When they reached the lodge gates, Lydon halted the car and suggested to the girl that they should walk up the avenue. She agreed, not without blushing slightly. He had been unusually quiet during the journey, as if he were pondering very deeply. No doubt with womanly intuition she guessed what was in his mind.

Having resolved upon the step he was taking, he lost no time; as soon as the chauffeur was out of earshot, he spoke:

“I was delighted to see you on the platform; somehow it seemed so intimate. The last time I was at Effington, your uncle brought me along here, and we had a very serious talk together. Perhaps he has told you something of this?”

With a deep blush, the girl admitted that he was correct in his surmise, and this answer encouraged him to proceed.

“I love you very much, Gloria. I wonder if you can care for me a little.”

Her bosom heaved, there was a tender light in the deep blue eyes, her lips trembled slightly as she gave him her answer: “I think I can care for you more than a little.”

The car by now had reached the stables: a bend in the avenue hid the lodge gates: there was nobody in sight. He did what any lover worthy of the name would do under such circumstances. He bent down and pressed his first kiss upon the sweet lips that made a tremulous response to his. He and this charming girl, whom he knew he had fallen in love with at first sight, were now betrothed lovers.

They walked up to the entrance to the picturesque Tudor house, both perhaps a little shy from their new-found happiness, the great event that had happened in their young lives. The door was wide open. Stormont and his sister stood in the hall to greet them; there was no white-haired butler, no inconvenient servants to extend a silent welcoming. Lydon shook hands with his host and hostess, and then turned with a radiant face to his fiancée.

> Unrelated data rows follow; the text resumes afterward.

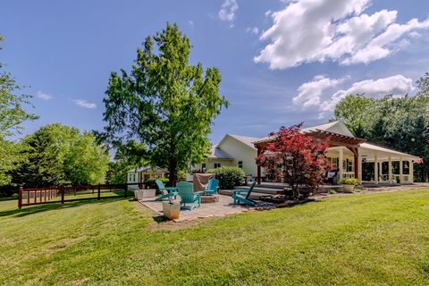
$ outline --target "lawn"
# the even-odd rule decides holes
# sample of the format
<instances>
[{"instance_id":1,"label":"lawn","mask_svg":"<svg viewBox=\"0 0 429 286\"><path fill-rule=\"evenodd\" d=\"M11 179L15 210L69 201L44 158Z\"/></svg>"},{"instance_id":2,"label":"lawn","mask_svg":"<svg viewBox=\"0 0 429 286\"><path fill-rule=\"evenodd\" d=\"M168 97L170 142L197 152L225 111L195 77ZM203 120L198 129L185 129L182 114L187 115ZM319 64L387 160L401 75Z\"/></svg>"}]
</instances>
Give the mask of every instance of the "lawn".
<instances>
[{"instance_id":1,"label":"lawn","mask_svg":"<svg viewBox=\"0 0 429 286\"><path fill-rule=\"evenodd\" d=\"M123 198L0 201L0 284L427 285L429 190L169 229Z\"/></svg>"}]
</instances>

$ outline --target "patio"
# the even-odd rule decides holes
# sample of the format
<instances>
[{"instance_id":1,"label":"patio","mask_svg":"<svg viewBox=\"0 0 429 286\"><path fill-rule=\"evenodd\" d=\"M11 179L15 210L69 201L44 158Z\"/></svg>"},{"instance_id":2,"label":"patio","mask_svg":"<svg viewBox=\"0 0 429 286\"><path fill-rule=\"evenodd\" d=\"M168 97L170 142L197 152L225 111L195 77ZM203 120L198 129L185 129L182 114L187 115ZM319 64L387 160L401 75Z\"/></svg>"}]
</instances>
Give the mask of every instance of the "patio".
<instances>
[{"instance_id":1,"label":"patio","mask_svg":"<svg viewBox=\"0 0 429 286\"><path fill-rule=\"evenodd\" d=\"M163 204L160 201L155 201L156 198L148 198L139 200L139 203L148 207L158 215L164 215ZM176 202L180 201L177 197ZM249 206L244 205L234 206L231 196L219 195L219 201L214 203L201 204L201 206L196 207L193 211L181 210L179 219L173 220L175 223L184 221L193 221L207 217L223 217L230 214L246 213L252 210L267 210L273 208L273 205L258 201L257 206Z\"/></svg>"}]
</instances>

“Gloria has made me very happy,” he said simply, by way of announcing the tremendous fact.

Mrs. Barnard first kissed her niece, and then bestowed an affectionate salute upon Leonard. Stormont literally hugged Gloria and wrung the young man’s hand heartily. “We must celebrate this at once,” he cried in his loud, ringing voice. “Come along. There is only one wine worthy of the occasion. I have still left in the cellar a few bottles of a matchless Krug. We will open one.”

And, as they went along to the dining-room, Stormont and his sister leading the way, the young couple following them, Gloria laid her slender hand on her lover’s arm and whispered, “You have made me very happy too, dear.”